Le registre que tout responsable DORA doit désormais remplir
Le règlement européen sur la résilience opérationnelle numérique impose aux entités financières de tenir un registre d'information sur chaque prestataire TIC critique, couvrant le risque de concentration, les stratégies de sortie et, en pratique, une évaluation de la solidité financière du prestataire. Les superviseurs sont passés du dialogue à l'examen actif en 2026, et les entreprises ne peuvent plus prétendre que les exigences sont floues. Cette évaluation est simple pour un fournisseur coté : on consulte le rapport annuel, on vérifie l'échéancier de dette, on contrôle l'opinion d'audit.
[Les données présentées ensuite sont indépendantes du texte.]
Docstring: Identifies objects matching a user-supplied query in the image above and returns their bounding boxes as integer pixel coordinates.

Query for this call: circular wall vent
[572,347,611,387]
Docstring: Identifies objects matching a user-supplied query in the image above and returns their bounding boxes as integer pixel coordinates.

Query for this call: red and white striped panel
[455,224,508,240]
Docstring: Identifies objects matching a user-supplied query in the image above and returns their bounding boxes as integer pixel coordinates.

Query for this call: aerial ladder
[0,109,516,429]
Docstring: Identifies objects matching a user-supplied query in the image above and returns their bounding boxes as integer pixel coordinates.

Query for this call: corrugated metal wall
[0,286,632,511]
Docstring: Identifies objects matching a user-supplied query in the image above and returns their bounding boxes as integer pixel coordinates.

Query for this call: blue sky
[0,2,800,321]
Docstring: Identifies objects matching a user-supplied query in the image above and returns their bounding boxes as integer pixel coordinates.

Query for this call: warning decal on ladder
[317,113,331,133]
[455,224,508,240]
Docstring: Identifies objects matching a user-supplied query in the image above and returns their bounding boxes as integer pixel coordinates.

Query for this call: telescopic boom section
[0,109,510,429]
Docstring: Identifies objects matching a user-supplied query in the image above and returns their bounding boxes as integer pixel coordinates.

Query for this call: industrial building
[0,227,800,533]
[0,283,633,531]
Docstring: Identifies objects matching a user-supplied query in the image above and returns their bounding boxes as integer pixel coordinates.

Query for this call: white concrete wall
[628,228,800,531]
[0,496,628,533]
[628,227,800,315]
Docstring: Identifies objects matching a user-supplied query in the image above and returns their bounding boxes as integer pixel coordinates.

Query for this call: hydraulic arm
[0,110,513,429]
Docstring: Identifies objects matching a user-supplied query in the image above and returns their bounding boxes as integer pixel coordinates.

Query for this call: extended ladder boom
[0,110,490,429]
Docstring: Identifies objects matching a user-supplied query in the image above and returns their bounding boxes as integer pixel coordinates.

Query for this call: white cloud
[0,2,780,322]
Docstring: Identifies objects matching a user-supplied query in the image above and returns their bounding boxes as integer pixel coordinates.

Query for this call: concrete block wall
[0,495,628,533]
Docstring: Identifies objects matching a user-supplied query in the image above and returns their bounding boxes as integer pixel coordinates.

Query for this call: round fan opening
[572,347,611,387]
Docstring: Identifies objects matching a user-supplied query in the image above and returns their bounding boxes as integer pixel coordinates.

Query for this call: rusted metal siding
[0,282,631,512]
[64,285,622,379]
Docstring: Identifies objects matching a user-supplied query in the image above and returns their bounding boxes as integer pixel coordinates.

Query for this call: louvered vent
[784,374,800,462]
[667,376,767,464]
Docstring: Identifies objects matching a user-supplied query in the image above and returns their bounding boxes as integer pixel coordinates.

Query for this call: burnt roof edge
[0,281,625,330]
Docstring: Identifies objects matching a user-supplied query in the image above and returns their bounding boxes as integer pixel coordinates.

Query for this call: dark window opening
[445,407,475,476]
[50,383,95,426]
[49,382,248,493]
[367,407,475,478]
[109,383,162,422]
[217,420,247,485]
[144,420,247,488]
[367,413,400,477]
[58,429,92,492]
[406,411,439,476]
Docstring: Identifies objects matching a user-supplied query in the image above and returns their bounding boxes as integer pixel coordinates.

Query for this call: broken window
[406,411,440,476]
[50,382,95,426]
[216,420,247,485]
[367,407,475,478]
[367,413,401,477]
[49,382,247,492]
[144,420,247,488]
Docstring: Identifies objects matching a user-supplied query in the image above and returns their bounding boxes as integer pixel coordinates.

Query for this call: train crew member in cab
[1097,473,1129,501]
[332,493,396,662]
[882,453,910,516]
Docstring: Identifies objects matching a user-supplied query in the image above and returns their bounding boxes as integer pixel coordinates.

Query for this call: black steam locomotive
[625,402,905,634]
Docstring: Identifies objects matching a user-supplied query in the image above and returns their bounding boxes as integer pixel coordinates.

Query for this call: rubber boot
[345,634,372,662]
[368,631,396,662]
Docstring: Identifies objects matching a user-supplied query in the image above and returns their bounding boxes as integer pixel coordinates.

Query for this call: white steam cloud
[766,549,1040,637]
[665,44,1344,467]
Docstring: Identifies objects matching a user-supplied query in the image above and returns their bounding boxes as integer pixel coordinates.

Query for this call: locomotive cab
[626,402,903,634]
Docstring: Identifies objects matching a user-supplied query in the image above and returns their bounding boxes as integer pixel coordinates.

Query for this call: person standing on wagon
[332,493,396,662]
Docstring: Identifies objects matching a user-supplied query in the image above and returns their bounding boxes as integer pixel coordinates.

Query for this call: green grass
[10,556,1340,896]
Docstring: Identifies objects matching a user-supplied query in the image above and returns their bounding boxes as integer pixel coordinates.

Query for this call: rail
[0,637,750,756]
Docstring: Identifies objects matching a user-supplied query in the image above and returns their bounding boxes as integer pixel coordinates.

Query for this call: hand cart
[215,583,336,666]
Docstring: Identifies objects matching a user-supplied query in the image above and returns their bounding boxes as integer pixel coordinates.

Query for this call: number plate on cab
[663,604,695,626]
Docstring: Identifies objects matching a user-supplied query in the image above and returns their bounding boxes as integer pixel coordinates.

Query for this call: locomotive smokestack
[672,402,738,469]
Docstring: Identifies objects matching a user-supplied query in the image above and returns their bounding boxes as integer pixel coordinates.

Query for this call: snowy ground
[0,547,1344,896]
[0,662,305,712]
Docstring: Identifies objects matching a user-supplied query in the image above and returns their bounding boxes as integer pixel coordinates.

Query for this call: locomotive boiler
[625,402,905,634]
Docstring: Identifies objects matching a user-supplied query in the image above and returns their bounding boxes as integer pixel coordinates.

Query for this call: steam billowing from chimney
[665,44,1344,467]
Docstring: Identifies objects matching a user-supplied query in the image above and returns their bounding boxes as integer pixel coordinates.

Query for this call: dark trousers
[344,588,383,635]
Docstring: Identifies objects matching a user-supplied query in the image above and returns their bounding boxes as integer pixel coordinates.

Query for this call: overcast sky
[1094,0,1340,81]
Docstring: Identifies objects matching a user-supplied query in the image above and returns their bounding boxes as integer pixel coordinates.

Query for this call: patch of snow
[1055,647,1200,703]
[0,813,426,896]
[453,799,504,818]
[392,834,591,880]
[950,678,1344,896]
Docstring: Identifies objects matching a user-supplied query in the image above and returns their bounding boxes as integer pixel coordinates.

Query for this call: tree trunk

Databricks n'offre rien de tout cela. L'entreprise divulgue ses indicateurs de croissance via ses propres communiqués, selon son propre calendrier, sans aucun audit indépendant que l'équipe de risque tiers d'une banque puisse citer. Une valorisation privée de 190 milliards n'est pas une preuve de solidité financière au sens où DORA l'entend ; c'est la preuve que les investisseurs attendent que les flux de trésorerie futurs justifient le prix, une affirmation tout à fait différente. Alors que Databricks devient la couche qui fait tourner des agents censés, selon les mots de son PDG Ali Ghodsi, 'travailler à travers toute l'entreprise' et 'exécuter des tâches sans faire exploser les budgets', l'écart entre la profondeur d'intégration du fournisseur et ce qu'un client régulé peut vérifier de façon indépendante s'élargit, il ne se réduit pas.
Ce qu'un responsable DORA devrait vraiment en faire
La réponse pratique n'est pas de se méfier de Databricks, dont les chiffres de croissance sont réels et dont le développement produit est substantiel. C'est d'arrêter de lire 'le fournisseur a bouclé un nouveau tour à une valorisation plus élevée' comme une réassurance et de commencer à le traiter comme un signal : votre entrée de registre d'information pour Databricks reflète-t-elle encore le risque de concentration actuel, maintenant que Genie, Unity Catalog et les charges de travail agentiques occupent une place plus profonde dans votre patrimoine de données qu'il y a un an ? Des clauses contractuelles exigeant une divulgation financière périodique, des attestations SOC 2 et ISO 27001, et un plan de sortie documenté remplacent les documents publics qui n'arriveront pas tant que l'entreprise restera privée.
Rien de tout cela n'exige de supposer que Databricks est fragile. Le cofondateur de Coatue a résumé cela ainsi : 'l'infrastructure sur laquelle le secteur construit et fait évoluer l'IA', et les chiffres de revenus confortent ce cadrage. Le point est plus étroit et plus durable : échelle et divulgation ne sont pas la même chose, et un fournisseur peut devenir simultanément plus important pour vos opérations et pas plus transparent sur ses propres finances, exactement la situation que DORA a été rédigée pour empêcher les institutions de continuer à négliger.